CausaLearn: Automated Framework for Scalable Streaming-based Causal Bayesian Learning using FPGAs

Abstract

This paper proposes CausaLearn, the first automated framework that enables real-time and scalable approximation of Probability Density Function (PDF) in the context of causal Bayesian graphical models. CausaLearn targets complex streaming scenarios in which the input data evolves over time and independence cannot be assumed between data samples (e.g., continuous time-varying data analysis). Our framework is devised using a HW/SW co-design approach. We provide the first implementation of Hamiltonian Markov Chain Monte Carlo on FPGA that can efficiently sample from the steady state probability distribution at scales while considering the correlation between the observed data.
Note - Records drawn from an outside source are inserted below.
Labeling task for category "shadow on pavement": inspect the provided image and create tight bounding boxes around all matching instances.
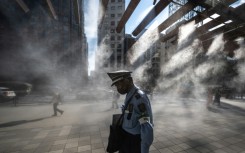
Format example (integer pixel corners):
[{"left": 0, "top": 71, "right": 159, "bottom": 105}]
[{"left": 0, "top": 117, "right": 51, "bottom": 128}]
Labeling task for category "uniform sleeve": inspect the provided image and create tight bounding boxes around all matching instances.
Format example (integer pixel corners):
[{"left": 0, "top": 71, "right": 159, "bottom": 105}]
[
  {"left": 138, "top": 101, "right": 154, "bottom": 153},
  {"left": 141, "top": 123, "right": 153, "bottom": 153}
]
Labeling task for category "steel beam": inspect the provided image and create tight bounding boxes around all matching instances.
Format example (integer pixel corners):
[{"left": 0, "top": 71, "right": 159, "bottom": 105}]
[
  {"left": 157, "top": 1, "right": 204, "bottom": 32},
  {"left": 116, "top": 0, "right": 140, "bottom": 33},
  {"left": 133, "top": 0, "right": 171, "bottom": 36}
]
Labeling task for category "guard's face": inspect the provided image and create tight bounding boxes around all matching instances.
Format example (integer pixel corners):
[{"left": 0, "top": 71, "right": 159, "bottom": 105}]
[{"left": 115, "top": 79, "right": 128, "bottom": 95}]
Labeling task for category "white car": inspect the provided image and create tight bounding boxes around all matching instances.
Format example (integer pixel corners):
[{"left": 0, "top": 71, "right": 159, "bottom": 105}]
[{"left": 0, "top": 87, "right": 16, "bottom": 102}]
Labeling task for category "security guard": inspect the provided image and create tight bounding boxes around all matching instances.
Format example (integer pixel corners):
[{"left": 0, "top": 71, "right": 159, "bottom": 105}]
[{"left": 107, "top": 70, "right": 153, "bottom": 153}]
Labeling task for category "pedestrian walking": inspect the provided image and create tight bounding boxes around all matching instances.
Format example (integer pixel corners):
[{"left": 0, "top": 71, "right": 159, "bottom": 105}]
[
  {"left": 112, "top": 90, "right": 120, "bottom": 109},
  {"left": 107, "top": 70, "right": 153, "bottom": 153},
  {"left": 52, "top": 92, "right": 64, "bottom": 116}
]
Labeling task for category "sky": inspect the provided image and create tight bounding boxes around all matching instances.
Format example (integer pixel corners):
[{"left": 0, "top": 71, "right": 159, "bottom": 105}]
[{"left": 85, "top": 0, "right": 245, "bottom": 74}]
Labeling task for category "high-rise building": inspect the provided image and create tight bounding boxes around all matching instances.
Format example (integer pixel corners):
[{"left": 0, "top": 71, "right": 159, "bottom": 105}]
[
  {"left": 95, "top": 0, "right": 125, "bottom": 70},
  {"left": 0, "top": 0, "right": 88, "bottom": 87}
]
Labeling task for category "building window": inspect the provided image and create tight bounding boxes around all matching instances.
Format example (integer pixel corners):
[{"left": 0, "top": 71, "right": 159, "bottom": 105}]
[{"left": 111, "top": 21, "right": 115, "bottom": 26}]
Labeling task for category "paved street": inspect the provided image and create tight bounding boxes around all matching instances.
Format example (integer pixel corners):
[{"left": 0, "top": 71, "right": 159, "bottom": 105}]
[{"left": 0, "top": 96, "right": 245, "bottom": 153}]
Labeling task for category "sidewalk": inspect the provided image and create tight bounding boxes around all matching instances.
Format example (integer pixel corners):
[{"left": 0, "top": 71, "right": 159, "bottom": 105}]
[{"left": 0, "top": 97, "right": 245, "bottom": 153}]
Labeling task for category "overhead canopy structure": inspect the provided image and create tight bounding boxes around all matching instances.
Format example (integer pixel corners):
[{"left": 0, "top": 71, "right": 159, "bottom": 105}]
[{"left": 111, "top": 0, "right": 245, "bottom": 53}]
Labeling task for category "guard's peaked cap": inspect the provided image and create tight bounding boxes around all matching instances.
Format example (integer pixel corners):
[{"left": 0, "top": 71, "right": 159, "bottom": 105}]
[{"left": 107, "top": 70, "right": 132, "bottom": 86}]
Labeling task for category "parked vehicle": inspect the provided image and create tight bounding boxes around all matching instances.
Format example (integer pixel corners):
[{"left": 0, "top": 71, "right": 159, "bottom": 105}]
[
  {"left": 0, "top": 87, "right": 16, "bottom": 102},
  {"left": 0, "top": 81, "right": 32, "bottom": 97}
]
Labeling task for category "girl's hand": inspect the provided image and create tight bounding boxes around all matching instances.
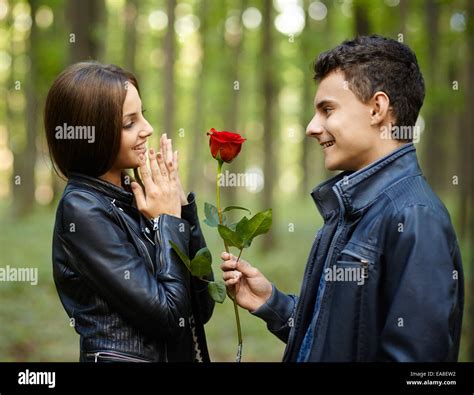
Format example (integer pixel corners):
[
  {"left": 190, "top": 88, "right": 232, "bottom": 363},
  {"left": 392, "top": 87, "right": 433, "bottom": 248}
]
[
  {"left": 158, "top": 133, "right": 188, "bottom": 206},
  {"left": 131, "top": 149, "right": 182, "bottom": 219}
]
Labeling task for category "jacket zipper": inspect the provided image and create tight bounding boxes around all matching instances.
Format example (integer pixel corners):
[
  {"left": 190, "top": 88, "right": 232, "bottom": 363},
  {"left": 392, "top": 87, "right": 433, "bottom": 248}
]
[
  {"left": 156, "top": 215, "right": 163, "bottom": 276},
  {"left": 341, "top": 249, "right": 370, "bottom": 278},
  {"left": 294, "top": 184, "right": 344, "bottom": 355},
  {"left": 138, "top": 236, "right": 155, "bottom": 274},
  {"left": 86, "top": 351, "right": 151, "bottom": 362},
  {"left": 111, "top": 199, "right": 155, "bottom": 275}
]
CausaLearn is customizable to the limits of the underlying resource provisioning in order to maximize the effective system throughput. It uses physical profiling to abstract high-level hardware characteristics. These characteristics are integrated into our automated customization unit in order to tile, schedule, and batch the PDF approximation workload corresponding to the pertinent platform resources and constraints. We benchmark the design performance for analyzing various massive time-series data on three FPGA platforms with different computational budgets. Our extensive evaluations demonstrate up to two orders-of-magnitude runtime and energy improvements compared to the best-known prior solution. We provide an accompanying API that can be leveraged by data scientists and practitioners to automate and abstract hardware design optimization.